Zum Aussterben von O. megalodon gibt es verschiedene Hypothesen. Eine besagt, dass die Entstehung des Isthmus von Panama den Weg zu den warmen Gewässern im westlichen Atlantik blockierte, die O. megalodon als Kinderstube brauchte.
Andere Hypothesen vermuten zu starke Konkurrenz mit anderen Beutegreifern wie Schwertwalen oder Weißen Haien. Schwertwale sind (ähnlich wie O. megalodon) Jäger von großen Walen und stellten daher Konkurrenz für ausgewachsene Tiere dar. Es ist auch möglich, dass große Gruppen von Schwertwalen Jagd auf O. megalodon gemacht haben. Weiße Haie waren möglicherweise Rivalen (oder Jäger) von Jungtieren. Die mögliche Bedeutung des Weißen Hais als Faktor für das Aussterben von O. megalodon wurde in einer Studie aus dem Jahr 2022 untermauert. Hierin ergaben Isotopenanalysen an in den Zähnen beider Arten eingelagertem Zink, dass diese zumindest im Verlauf des Pliozäns ähnliche Nahrungsressourcen nutzten, die sich aus Bartenwalen und eventuell auch Seekühen zusammensetzten.
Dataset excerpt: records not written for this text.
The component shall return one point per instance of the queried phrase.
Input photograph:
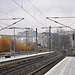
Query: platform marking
(64, 67)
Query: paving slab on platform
(64, 67)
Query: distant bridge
(16, 36)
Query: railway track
(13, 69)
(42, 70)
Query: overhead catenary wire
(28, 12)
(60, 23)
(52, 17)
(11, 24)
(9, 14)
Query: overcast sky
(49, 8)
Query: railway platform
(64, 67)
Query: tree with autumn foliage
(4, 44)
(32, 47)
(20, 47)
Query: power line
(36, 8)
(10, 18)
(61, 17)
(11, 24)
(27, 12)
(59, 23)
(8, 14)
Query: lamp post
(50, 33)
(14, 35)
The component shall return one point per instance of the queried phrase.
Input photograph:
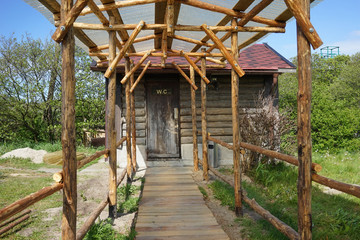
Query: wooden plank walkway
(172, 207)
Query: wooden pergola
(161, 38)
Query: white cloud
(355, 33)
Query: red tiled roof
(255, 57)
(262, 57)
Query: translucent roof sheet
(188, 15)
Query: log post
(133, 124)
(111, 124)
(304, 129)
(203, 119)
(193, 118)
(235, 122)
(68, 223)
(128, 120)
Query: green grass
(16, 184)
(103, 230)
(20, 177)
(203, 192)
(49, 147)
(24, 163)
(334, 216)
(128, 203)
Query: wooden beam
(119, 4)
(253, 12)
(230, 12)
(115, 12)
(304, 128)
(177, 6)
(343, 187)
(230, 28)
(133, 69)
(68, 134)
(117, 27)
(304, 22)
(185, 76)
(190, 40)
(204, 121)
(164, 47)
(170, 18)
(273, 154)
(167, 65)
(101, 27)
(67, 21)
(277, 223)
(94, 214)
(111, 126)
(169, 54)
(140, 76)
(160, 9)
(193, 120)
(233, 62)
(117, 59)
(203, 77)
(95, 9)
(128, 121)
(106, 46)
(133, 123)
(258, 8)
(240, 6)
(236, 123)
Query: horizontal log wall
(218, 105)
(140, 113)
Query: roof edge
(281, 56)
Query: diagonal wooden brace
(304, 23)
(126, 47)
(191, 62)
(65, 25)
(185, 76)
(140, 76)
(127, 76)
(233, 62)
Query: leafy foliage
(30, 91)
(335, 115)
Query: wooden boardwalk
(172, 207)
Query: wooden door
(163, 118)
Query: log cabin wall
(219, 119)
(218, 112)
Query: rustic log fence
(277, 223)
(9, 211)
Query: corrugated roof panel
(188, 15)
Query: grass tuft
(203, 192)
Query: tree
(335, 120)
(29, 83)
(30, 90)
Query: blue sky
(337, 22)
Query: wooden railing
(20, 205)
(277, 223)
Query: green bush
(335, 119)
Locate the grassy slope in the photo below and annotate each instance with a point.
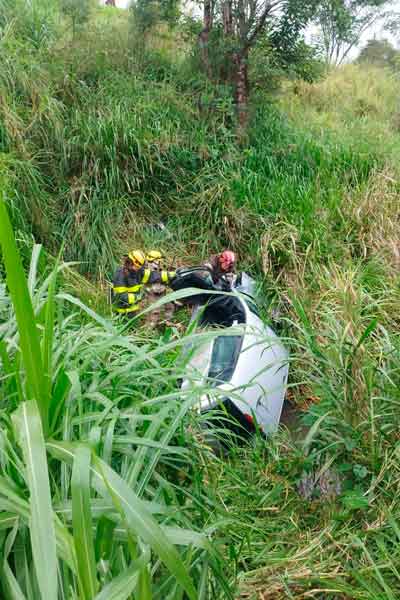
(312, 207)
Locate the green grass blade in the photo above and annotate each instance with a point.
(47, 340)
(140, 521)
(32, 276)
(28, 429)
(121, 587)
(29, 339)
(82, 522)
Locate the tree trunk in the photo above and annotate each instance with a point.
(204, 36)
(227, 18)
(241, 91)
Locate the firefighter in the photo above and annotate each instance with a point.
(222, 267)
(165, 312)
(130, 279)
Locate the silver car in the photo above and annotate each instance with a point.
(246, 366)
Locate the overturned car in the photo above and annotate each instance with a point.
(244, 364)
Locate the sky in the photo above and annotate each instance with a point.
(375, 31)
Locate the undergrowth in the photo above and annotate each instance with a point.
(101, 150)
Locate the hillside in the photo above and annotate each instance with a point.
(106, 485)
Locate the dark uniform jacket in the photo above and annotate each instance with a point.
(127, 288)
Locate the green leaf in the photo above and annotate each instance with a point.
(37, 248)
(121, 587)
(354, 500)
(28, 430)
(28, 334)
(140, 521)
(82, 522)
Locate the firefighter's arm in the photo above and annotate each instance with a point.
(164, 277)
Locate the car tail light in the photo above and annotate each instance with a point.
(249, 419)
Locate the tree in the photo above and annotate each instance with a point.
(379, 52)
(78, 11)
(342, 23)
(231, 29)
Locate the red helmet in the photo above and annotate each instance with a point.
(227, 260)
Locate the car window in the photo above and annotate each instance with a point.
(224, 357)
(252, 306)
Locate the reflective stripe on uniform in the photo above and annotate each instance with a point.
(126, 310)
(123, 290)
(146, 275)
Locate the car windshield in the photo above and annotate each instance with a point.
(224, 357)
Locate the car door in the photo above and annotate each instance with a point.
(262, 374)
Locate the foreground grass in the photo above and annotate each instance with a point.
(311, 206)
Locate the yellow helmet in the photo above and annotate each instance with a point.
(137, 257)
(154, 255)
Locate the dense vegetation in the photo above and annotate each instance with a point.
(106, 488)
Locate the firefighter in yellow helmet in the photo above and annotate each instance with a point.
(130, 279)
(154, 260)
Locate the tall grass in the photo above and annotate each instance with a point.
(88, 431)
(96, 154)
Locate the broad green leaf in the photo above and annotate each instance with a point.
(108, 483)
(144, 584)
(28, 333)
(82, 522)
(32, 276)
(121, 587)
(47, 340)
(28, 429)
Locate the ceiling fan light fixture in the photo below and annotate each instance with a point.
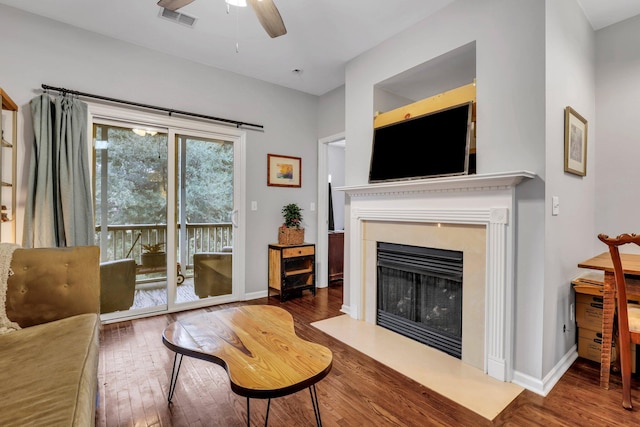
(238, 3)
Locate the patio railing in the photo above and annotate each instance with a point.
(125, 241)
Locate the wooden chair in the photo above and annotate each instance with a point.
(628, 314)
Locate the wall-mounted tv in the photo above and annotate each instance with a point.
(432, 145)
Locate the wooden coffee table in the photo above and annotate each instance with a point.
(258, 347)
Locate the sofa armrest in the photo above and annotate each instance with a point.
(53, 283)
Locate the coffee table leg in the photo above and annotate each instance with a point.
(174, 376)
(316, 406)
(266, 419)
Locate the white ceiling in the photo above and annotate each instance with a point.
(323, 35)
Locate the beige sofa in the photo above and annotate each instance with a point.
(48, 369)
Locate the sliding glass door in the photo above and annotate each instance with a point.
(166, 217)
(205, 211)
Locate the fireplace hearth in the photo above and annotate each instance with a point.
(419, 294)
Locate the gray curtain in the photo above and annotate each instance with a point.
(59, 206)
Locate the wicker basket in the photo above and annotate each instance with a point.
(290, 236)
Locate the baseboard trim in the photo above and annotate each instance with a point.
(345, 309)
(544, 386)
(256, 295)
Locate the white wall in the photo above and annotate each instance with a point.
(331, 113)
(40, 50)
(336, 170)
(570, 81)
(618, 114)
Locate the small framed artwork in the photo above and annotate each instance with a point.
(575, 142)
(284, 171)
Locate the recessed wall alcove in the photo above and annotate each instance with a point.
(445, 72)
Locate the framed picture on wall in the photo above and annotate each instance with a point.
(284, 171)
(575, 142)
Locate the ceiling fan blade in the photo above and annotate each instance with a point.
(173, 4)
(269, 17)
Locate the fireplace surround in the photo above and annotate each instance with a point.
(483, 201)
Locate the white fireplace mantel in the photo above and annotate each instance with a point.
(484, 199)
(478, 182)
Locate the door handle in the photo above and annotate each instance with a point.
(234, 218)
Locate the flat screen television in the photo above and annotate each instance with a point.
(432, 145)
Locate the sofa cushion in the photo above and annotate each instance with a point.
(53, 283)
(48, 373)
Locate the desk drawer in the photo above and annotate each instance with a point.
(298, 251)
(590, 346)
(589, 311)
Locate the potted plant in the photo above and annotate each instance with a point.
(153, 255)
(291, 231)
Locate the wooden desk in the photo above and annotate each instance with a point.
(258, 347)
(631, 266)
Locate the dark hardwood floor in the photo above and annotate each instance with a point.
(135, 368)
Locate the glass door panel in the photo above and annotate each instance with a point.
(131, 216)
(205, 205)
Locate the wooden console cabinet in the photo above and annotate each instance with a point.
(292, 269)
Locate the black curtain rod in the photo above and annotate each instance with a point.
(151, 107)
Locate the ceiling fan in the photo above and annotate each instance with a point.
(265, 10)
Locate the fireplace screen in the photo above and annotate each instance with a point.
(420, 294)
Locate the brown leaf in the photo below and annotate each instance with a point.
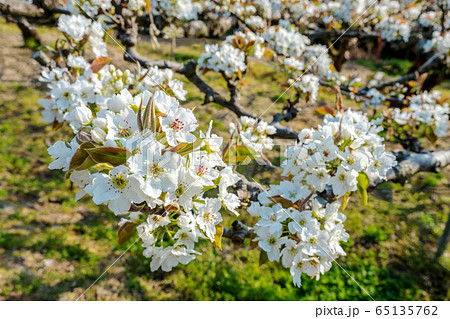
(99, 63)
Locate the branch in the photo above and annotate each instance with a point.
(320, 34)
(410, 163)
(132, 55)
(431, 63)
(238, 232)
(18, 8)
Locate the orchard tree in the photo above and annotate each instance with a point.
(141, 153)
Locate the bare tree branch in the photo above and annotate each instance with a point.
(18, 8)
(432, 63)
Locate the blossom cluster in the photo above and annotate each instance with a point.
(297, 226)
(169, 167)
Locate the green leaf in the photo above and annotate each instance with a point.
(324, 110)
(363, 184)
(125, 232)
(189, 148)
(80, 156)
(99, 63)
(263, 258)
(111, 155)
(345, 144)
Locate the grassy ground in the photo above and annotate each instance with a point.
(53, 248)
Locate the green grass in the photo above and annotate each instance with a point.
(54, 248)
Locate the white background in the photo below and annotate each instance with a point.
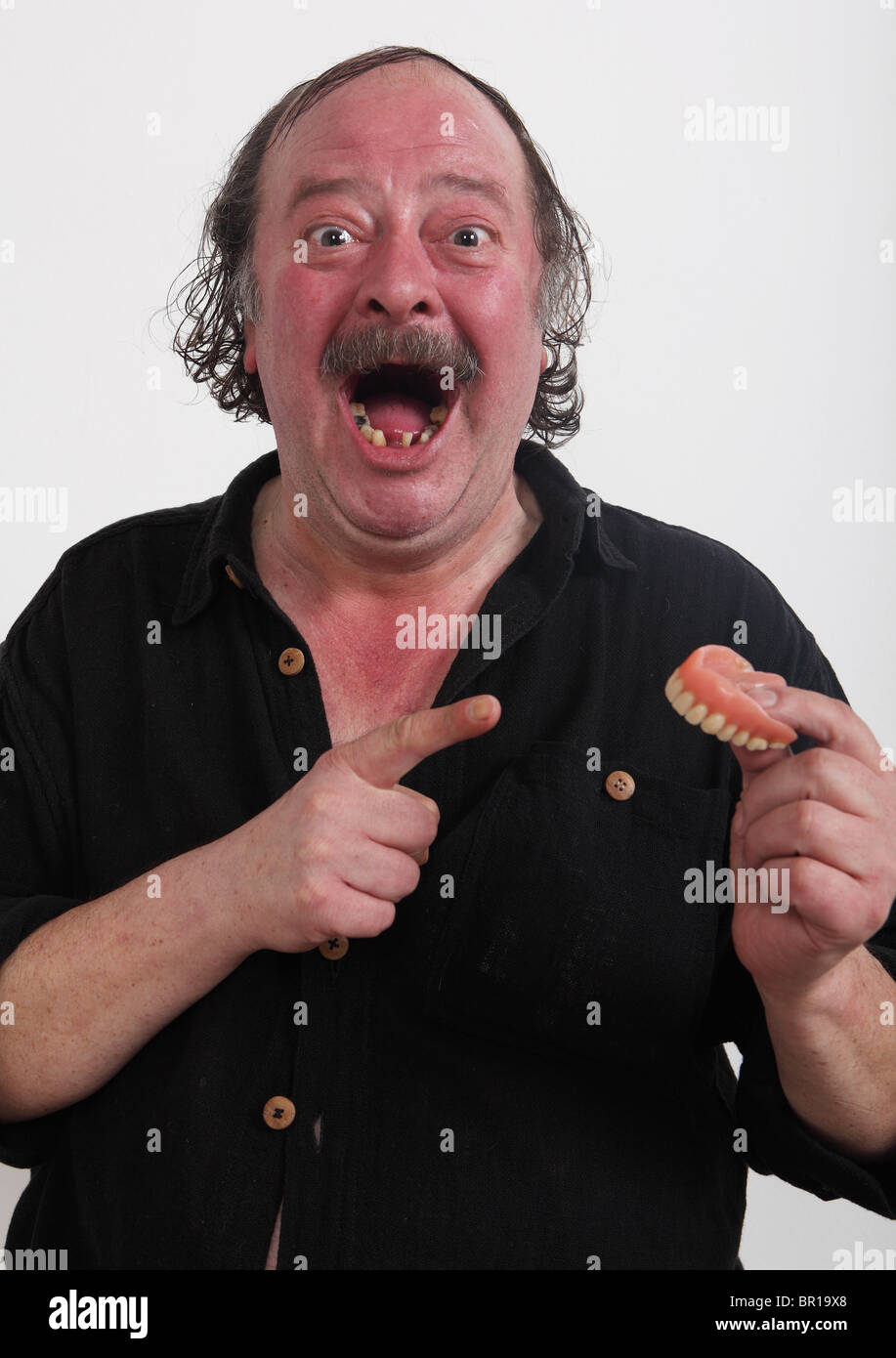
(722, 256)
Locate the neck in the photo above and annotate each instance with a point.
(293, 556)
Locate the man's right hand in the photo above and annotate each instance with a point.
(335, 852)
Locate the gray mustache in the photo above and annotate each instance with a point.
(366, 351)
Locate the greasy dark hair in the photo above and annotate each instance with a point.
(223, 288)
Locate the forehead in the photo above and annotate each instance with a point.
(400, 121)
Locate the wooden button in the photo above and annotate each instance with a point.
(278, 1111)
(291, 660)
(619, 785)
(334, 948)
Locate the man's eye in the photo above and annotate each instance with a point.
(469, 233)
(327, 233)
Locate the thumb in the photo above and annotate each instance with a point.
(752, 762)
(384, 755)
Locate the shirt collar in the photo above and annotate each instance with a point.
(226, 538)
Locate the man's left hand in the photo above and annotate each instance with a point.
(829, 818)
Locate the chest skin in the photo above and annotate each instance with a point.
(365, 679)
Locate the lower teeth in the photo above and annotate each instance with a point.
(438, 414)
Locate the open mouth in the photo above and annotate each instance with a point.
(398, 404)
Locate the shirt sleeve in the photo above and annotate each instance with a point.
(38, 880)
(778, 1141)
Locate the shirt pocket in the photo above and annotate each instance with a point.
(569, 921)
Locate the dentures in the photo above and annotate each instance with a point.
(706, 690)
(377, 438)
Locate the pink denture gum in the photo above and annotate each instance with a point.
(706, 690)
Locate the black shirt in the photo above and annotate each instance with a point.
(474, 1113)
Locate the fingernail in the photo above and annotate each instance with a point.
(480, 709)
(764, 697)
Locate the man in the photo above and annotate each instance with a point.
(330, 948)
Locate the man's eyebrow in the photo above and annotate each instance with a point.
(456, 182)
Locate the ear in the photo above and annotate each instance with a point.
(248, 352)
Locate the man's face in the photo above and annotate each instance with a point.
(398, 247)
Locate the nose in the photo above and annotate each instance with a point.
(398, 284)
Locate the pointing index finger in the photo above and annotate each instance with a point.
(384, 755)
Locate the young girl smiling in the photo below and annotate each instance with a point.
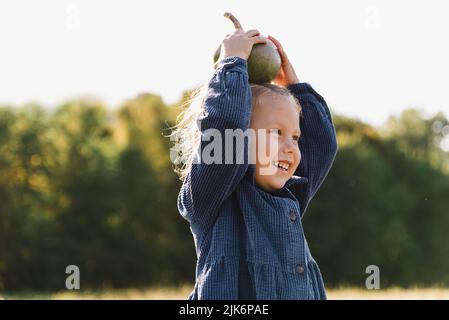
(246, 224)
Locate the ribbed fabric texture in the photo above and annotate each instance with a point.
(249, 242)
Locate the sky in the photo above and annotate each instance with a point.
(368, 59)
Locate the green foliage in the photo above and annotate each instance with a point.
(88, 186)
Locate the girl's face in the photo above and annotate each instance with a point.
(276, 121)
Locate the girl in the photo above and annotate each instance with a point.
(246, 225)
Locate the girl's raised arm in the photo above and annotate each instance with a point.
(227, 106)
(317, 143)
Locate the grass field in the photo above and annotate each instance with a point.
(183, 291)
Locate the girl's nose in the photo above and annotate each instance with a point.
(288, 145)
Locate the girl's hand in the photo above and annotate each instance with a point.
(287, 74)
(240, 43)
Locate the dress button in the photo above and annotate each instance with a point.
(299, 269)
(293, 216)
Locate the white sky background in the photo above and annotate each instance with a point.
(369, 59)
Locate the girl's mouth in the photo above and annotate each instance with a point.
(281, 165)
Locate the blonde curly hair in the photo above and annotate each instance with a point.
(186, 134)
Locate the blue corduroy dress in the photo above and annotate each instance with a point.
(250, 243)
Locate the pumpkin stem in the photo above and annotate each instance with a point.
(234, 20)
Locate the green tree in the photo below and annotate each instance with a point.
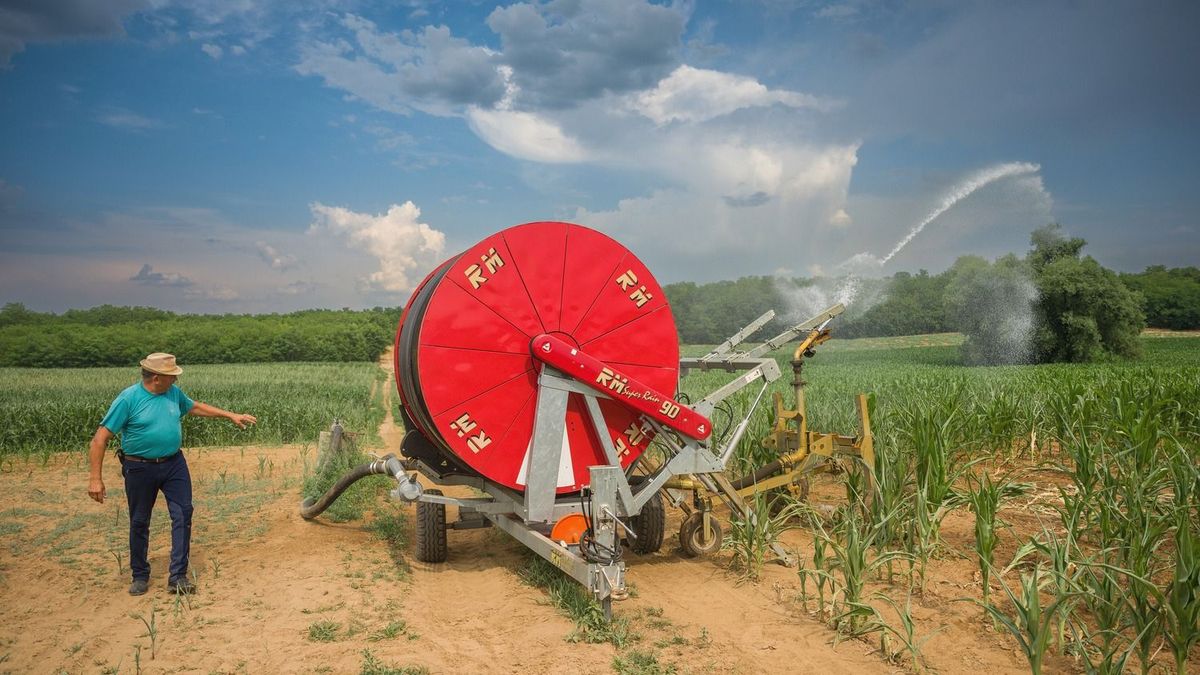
(1084, 310)
(1171, 296)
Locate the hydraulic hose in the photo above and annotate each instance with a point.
(387, 466)
(765, 472)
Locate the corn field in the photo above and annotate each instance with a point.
(53, 410)
(1113, 579)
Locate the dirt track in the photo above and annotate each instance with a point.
(267, 578)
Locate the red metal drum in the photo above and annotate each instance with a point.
(465, 371)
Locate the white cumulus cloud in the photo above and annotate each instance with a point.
(405, 246)
(695, 95)
(526, 136)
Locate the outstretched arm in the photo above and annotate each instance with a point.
(96, 459)
(204, 410)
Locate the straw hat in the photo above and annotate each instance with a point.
(162, 364)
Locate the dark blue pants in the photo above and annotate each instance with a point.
(143, 481)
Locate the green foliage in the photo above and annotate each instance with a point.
(576, 603)
(323, 631)
(373, 665)
(357, 499)
(52, 410)
(911, 304)
(109, 335)
(1084, 310)
(1171, 297)
(993, 305)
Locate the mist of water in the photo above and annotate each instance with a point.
(849, 282)
(961, 191)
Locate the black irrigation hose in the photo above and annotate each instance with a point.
(311, 508)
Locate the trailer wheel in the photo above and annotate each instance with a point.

Eine direkte Konkurrenz lässt sich dadurch aber nicht zweifelsfrei belegen, da sowohl O. megalodon als auch der Weiße Hai durchaus unterschiedliche Beutearten bejagt haben könnten.
Eine weitere Hypothese besagt, dass die Beute von O. megalodon ebenfalls eine Rolle gespielt hat. Im Pliozän entwickelten Wale fortgeschrittenere Schwanzflossen und Schwimmmuskeln. Daher ist es möglich, dass O. megalodon sie nicht mehr jagen konnte, weil sie dadurch zu schnell geworden waren. Hinzu kommt noch, dass in dieser Zeit viele Wale in die Polarregionen wanderten, wohin O. megalodon sie nicht verfolgen konnte. Zudem wird vermutet, dass auch die konstante Körpertemperatur unabhängig von den äußeren Bedingungen einen Einfluss auf das Aussterben gespielt haben könnte. Endeothermie ist mit hohen energetischen Kosten verbunden, die in der Regel über die Nahrung gedeckt werden müssen. O. megalodon benötigte aufgrund seiner enormen Körpermasse entsprechend hohe Nahrungsmengen, die die Tiere im Zuge der klimatisch bedingten Umweltveränderungen im Verlauf des Pliozäns eventuell nicht mehr aufbringen konnten.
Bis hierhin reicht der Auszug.